The Alexander Technique: Mindfulness in Use

The Alexander Technique invites a different kind of unwinding—one that takes place through attention, direction, and Inhibition-the conscious refusal to interfere. It’s an educational method that cultivates awareness of habitual patterns and offers new choices for how we inhabit and move through the world.

Key principles include:

• Inhibition: The conscious pause before responding

• Direction: A gentle mental intention toward length, width, and flow

• Primary Control: The dynamic, central coordination of head, neck, and back

Where fascial unwinding listens inward, the Alexander Technique guides outward—offering a framework for changing patterns with clarity and intelligence. It teaches us not to fix ourselves, but to relate differently to effort, movement, and thought.

Different Roles, Shared Presence

In fascial unwinding, the practitioner listens with their hands, offering a non-judgmental presence that allows the client's body to lead the way. The client remains passive, trusting the process and allowing what’s ready to move to emerge.

In the Alexander Technique, the relationship is more dialogical. The teacher and student share a field of conscious engagement—through touch, language, and attention. Here, the student becomes actively aware, participating in a process of self-discovery and redirection.

Both roles are based on presence and respect, but the mode of engagement differs.
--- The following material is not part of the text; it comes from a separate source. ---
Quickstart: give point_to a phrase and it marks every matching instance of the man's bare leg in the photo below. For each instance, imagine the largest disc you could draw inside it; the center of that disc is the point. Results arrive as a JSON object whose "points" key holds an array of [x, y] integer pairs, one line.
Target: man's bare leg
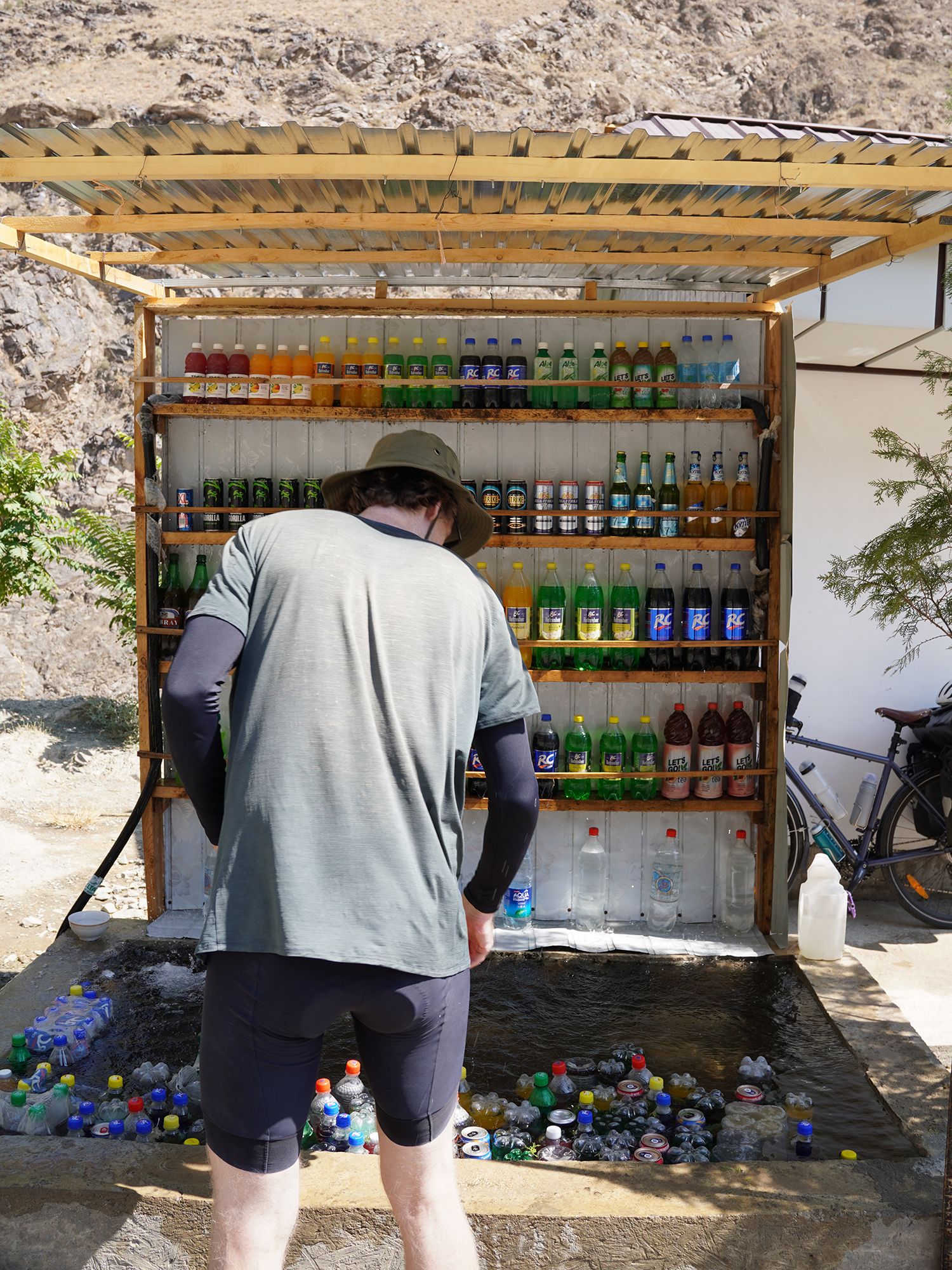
{"points": [[421, 1186], [253, 1219]]}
And in truth, the two can flow into each other.

Synergies and Integration

Bringing the two together, we enter a space where:

• Awareness deepens

• Tension patterns release

• Breath softens

• Posture becomes effortless

• Memory and movement harmonise

Together, they offer:

• A shared emphasis on inhibition and non-doing

• A softening of chronic or unconscious holding

• A respectful, non-invasive approach to healing and learning

• A focus on process rather than performance

• An invitation to embodiment, not effort

In Practice

In an integrated session, the two approaches might interweave:

• Begin in stillness, allowing the body to be met and listened to

• Use fascial listening to release the deeper, protective layers

• Introduce Alexander directions subtly, as awareness re-emerges

• Alternate between passive unwinding and active redirection

• End with space for integration—observing what has shifted, without needing to explain it

Benefits of the Integrated Approach

• Greater ease in movement and coordination

• Deeper release of physical and emotional holding patterns

• Increased postural awareness without rigidity

• Restored proprioception and self-trust

• A sense of wholeness and embodied presence

• Support for trauma release in a safe, non-verbal way

Conclusion

For me, this integration continues to evolve. I no longer see healing as linear or singular. Rather, I see it as a spiral—a gentle unfolding of the self, layer by layer.

The Alexander Technique brings a conscious framework. Fascial unwinding brings focused listening. Between them lies a field of deep listening, mutual trust, and transformation. That’s where I meet my clients-student —and myself.

In the end, the body is not something to control, but something to befriend. It remembers what we’ve forgotten. It softens when we stop trying to fix it. And it opens—beautifully, humbly—when we simply begin to listen and to direct.